The SPHEREx proposal was submitted to NASA on 19 December 2014, and it was selected for further conceptual development (Phase A) on 30 July 2015 for the Small Explorer program (SMEX). The detailed concept study report was submitted to NASA on 19 July 2016, but it was not selected for SMEX. An enhanced version of SPHEREx was submitted on 15 December 2016 as a Medium-Class Explorer (MIDEX), and it was selected as a finalist in August 2017, along two other competing missions: Arcus, and Fast Infrared Exoplanet Spectroscopy Survey Explorer (FINESSE).
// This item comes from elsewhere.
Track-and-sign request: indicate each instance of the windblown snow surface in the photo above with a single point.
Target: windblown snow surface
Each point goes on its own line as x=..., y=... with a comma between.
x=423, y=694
Each team received US$2 million to refine their mission concepts over nine-months.

SPHEREx was selected as the winner in February 2019, and the mission was approved to proceed with detailed planning. On 4 February 2021, NASA announced they had selected the SpaceX Falcon 9 to launch the spacecraft, and total cost of the launch would be US$98.8 million. In August 2022 NASA announced that the 4 microsatellites of the PUNCH constellation would be launched as rideshare payloads together with SPHEREx. The mission launched on 11 March 2025. First light was in April 2025. Regular science operation started on 1 May 2025.

The total cost of the mission (design, build, launch, and prime operations) was $488 million.